No way did Nate want any part of that. He didn’t know he needed an edge.
He had good grades and great scores; he was a pretty decent athlete, but he had won no prizes; nobody was scouting him.
Obviously, he needed all the help that he could get.
“Just use your common sense,” Steve said.
Unfortunately, Nate did not have any. He was applying November first to Brown, and he had not started his essays—or so he said.
Secretly, Steve hoped his son was going it alone, crafting a brilliant piece of writing.
Nate cultivated a careless look, but he was more motivated than he appeared.
This was what Steve had always told his mother.
Jeanne never disputed the point. All she said was, “He should play an instrument.” As a violinist, Jeanne saw music as a sign of character as well as competence—but Steve wasn’t getting started with all that.
He had labored at the piano all his childhood, practicing alone, then learning sonatas with his brother, who had it even worse, sawing his small gloomy cello.
Beethoven should have been their birthright, except that they had no talent or interest in music.
It was a great day when their father announced that they could stop, indeed they should stop playing for the good of everyone around them.
Jeanne had never entirely forgiven him for that, just as her sons had never entirely forgiven her for forcing lessons on them all those years.
Steve refused to repeat the experiment, and his sons grew up happy to a fault.
Zach was now at Rutgers, mostly playing rugby.

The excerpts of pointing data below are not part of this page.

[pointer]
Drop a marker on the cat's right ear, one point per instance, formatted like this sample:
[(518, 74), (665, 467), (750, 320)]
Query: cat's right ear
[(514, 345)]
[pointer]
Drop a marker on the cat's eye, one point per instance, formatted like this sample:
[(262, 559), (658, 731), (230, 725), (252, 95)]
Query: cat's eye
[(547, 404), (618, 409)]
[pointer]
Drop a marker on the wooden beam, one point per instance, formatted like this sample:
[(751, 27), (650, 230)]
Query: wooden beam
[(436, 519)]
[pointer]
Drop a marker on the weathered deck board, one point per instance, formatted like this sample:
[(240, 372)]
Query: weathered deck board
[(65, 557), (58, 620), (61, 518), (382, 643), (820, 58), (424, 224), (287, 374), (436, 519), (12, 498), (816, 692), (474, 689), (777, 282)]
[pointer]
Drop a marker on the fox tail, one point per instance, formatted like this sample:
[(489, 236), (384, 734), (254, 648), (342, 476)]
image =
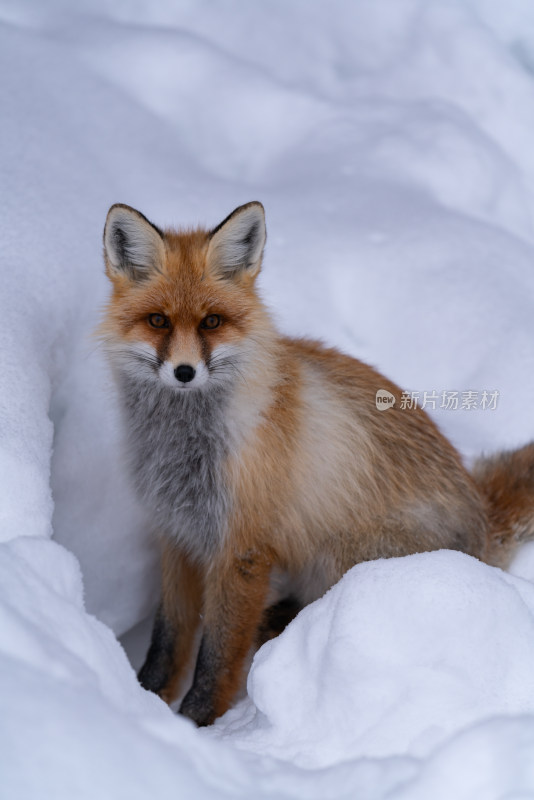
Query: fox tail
[(506, 481)]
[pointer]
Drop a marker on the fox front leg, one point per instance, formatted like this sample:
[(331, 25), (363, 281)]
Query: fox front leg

Nate, who really was quite bright, was gliding through the end of high school, last-minuting every assignment.
—
“You have to start,” Andrea told Nate the next morning. “You have to put some time in. You can’t just close your eyes and say I’m gonna get into Brown.”
“You’ve got an in-house college counselor,” Steve added, but Nate was rushing, gathering his stuff for school. Notebook, laptop, graphing calculator.
When Andrea said, “You’re just leaving your bowl on the table?” he clattered cereal bowl and spoon into the sink. “Don’t break them!” she snapped as he ran down the stairs and out the door.
Then Steve told Andrea, “You don’t have to yell.”
She said, “That wasn’t me. It was your mother.”
Andrea had to make a conscious effort to block Jeanne’s voice, because she didn’t want to speak that way. She was not so old, or angry, or so bitter. Even so, Jeanne tempted her.